If you’d enjoy a lurid first-person adventure story about a team of degenerates invading Eastern Europe for boozing and shagging, you can’t go wrong with my Daygame Memoirs. If you are more tactically minded, you’d likely prefer my strategic manual Daygame Infinite
[1] Robert E. Howard is number one. Much of his stuff is public domain now and available for free here.
[2] There are rumours his wife wrote it and he wrote the next thirteen. It’s certainly written in a different style to the others so there may be truth in this rumour.
[3] You needn’t look too far into military history to verify or disprove his claims. It’s simply impossible for anyone to survive that many battles over six years. John Wick is more plausible.
[4] And no doubt made them much easier to write by removing one of the major narrative constraints
[5] And back when it was printed, that was usually a bad sign. Different market then.
[6] It appears they never got published as I can’t find a single thing on the internet about them.
[7] Mind you, it’s hard for me to go through any day without wishing they’d won considering that the alternative was Jewish Bolshevism. I’m no fan of the Nazi’s socialism nor their murderous Teutonic supremacy, but the Soviets were bigger villains. Like Churchill said, “we butchered the wrong pig”
[8] It’s always men getting massacred, usually by a white knight protecting a woman. That’s hard to support when you’re on Team Man. In modern times it’s usually white men getting massacred, which is hard to support when you’re on Team White. And before you stupid Indian trolls get started, think how you’d feel if Bollywood created movies like John Wick where you were meant to cheer for two hours as somebody massacres several hundred men who look exactly like you. Even worse if it’s like Django Unchained. Imagine a Bollywood movie where every single Indian man is a total cunt, and then a white man kills you all, and you’re meant to cheer it along.
[9] For example, Leo Kessler is in fact Charles Whiting and Wolf Kruger is schlock horror writer Shaun Hutson.
January 22, 2018 at 9:19 pm
I’ve never read any Robert E. Howard books. I haven’t really heard much about him before. Watched Conan the Barbarian with Arnie many years ago, but apart from that I’m pretty clueless about him.
Which Robert E. Howard books would you recommend to read first?
Never read any Sven Hassle either, but just ordered from eBay Wheels of Terror.
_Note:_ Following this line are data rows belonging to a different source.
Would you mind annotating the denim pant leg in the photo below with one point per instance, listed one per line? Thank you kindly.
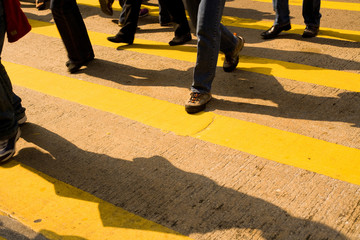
(282, 12)
(311, 12)
(8, 123)
(177, 11)
(206, 16)
(72, 29)
(131, 14)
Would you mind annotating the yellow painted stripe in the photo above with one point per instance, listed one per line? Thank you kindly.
(340, 34)
(60, 211)
(325, 4)
(331, 33)
(276, 68)
(326, 158)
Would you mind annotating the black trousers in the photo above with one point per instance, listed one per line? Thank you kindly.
(72, 29)
(175, 8)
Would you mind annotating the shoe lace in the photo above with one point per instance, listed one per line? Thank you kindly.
(195, 97)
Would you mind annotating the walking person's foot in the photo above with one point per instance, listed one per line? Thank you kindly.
(197, 102)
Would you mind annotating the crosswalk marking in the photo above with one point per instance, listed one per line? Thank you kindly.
(325, 4)
(298, 72)
(46, 205)
(319, 156)
(340, 34)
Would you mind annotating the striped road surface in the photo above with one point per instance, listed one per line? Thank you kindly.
(110, 153)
I read a lot of military history – I’d recommend David Irving’s books, plus his many talks on YouTube.
Forgotten Soldier by Guy Sajer and The Eastern Front by Leon Degrelle are good too. [Hassel is like a pulpy version of Guy Sajer. With Howard, I personally like his crusader stories such as The Sowers Of The Thunder and Lord Of Samarcand. K.]
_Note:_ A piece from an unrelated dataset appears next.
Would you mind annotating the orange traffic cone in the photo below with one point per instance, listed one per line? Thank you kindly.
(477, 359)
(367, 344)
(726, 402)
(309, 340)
January 23, 2018 at 8:40 pm
are you planning to join twitter again?was following you and enjoyed your tweets. greeting from Prague. We read here the book “svejk the good soldier”
February 3, 2018 at 11:12 pm
Thanks for the post. I have read Sven Hassels a lot long time ago. Not sure if the stories are real. They are entertaining though.
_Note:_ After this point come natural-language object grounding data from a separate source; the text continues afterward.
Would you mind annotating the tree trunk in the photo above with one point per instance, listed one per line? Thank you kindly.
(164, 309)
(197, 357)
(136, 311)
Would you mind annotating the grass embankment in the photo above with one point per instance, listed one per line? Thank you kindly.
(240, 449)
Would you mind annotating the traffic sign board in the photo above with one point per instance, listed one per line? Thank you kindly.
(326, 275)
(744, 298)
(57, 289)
I know one very good books of WW2 (its a collection of Reader’s Digest stories) but I only have it in my native language. It was called short stories from ww2, spies and heroes.
It has pretty crazy stories. Like a pilot who escaped 3 times from Brits and almost stole Spitfire. There’s story of escapes from prison camps using underground tunnels. There’s story of a doctor who saved lots of people just by massaging Himmler. There’s also a story of german agents going to US and ending up partying. There’s really fun story of german submarine captain and British chasing each other off the Irish cost and ending up drinking at Irish bar. There’s also a story of Kwai-river POW camp where nihilism and moral oblivion is rampant until a captain changes everything and turns the whole POW camp to small shrine of humanity and civilization.
Can you maybe do recommenations for WW2 books? Third Reich is on my long reading list.
World War 2 in Colour and World at War TV documentaries are great fun to watch.